Conversion of html to Docx with Hebrew and Images results in Hebrew chararacters turn into some unrecognized chararacters

Version - 23.2.0

Apgrading from 22.2.0 to 23.2.0 I noticed that in some cases when I convert an HTML content to Docx file I see that the Hebrew characters turn into some unrecognized thing. I attach the html content to the topic.
content.zip (59.4 KB)

@dimager
We have opened the following new ticket(s) in our internal issue tracking system and will deliver their fixes according to the terms mentioned in Free Support Policies.

Issue ID(s): WORDSNET-25453

You can obtain Paid Support Services if you need support on a priority basis, along with the direct access to our Paid Support management team.

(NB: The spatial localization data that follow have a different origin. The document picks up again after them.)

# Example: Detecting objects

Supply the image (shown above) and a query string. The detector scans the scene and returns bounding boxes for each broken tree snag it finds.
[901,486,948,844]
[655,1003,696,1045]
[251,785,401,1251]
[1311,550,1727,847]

@dimager We have completed analysis of the issue. Aspose.Words detects encoding of the document as “Windows-1252”, while in fact it is “UTF-8”. The HTML document contains little text and images encoded in base64. If I remove the images, Aspose.Words will report correctly that the document is encoded in UTF-8.

As a workaround, you can explicitly specify the correct encoding in HtmlLoadOptions:

HtmlLoadOptions options = new HtmlLoadOptions { Encoding = Encoding.UTF8 }; 
Document doc = new Document("in.html", options); 
doc.Save("out.docx"); 

The issues you have found earlier (filed as WORDSNET-25453) have been fixed in this Aspose.Words for .NET 23.11 update also available on NuGet.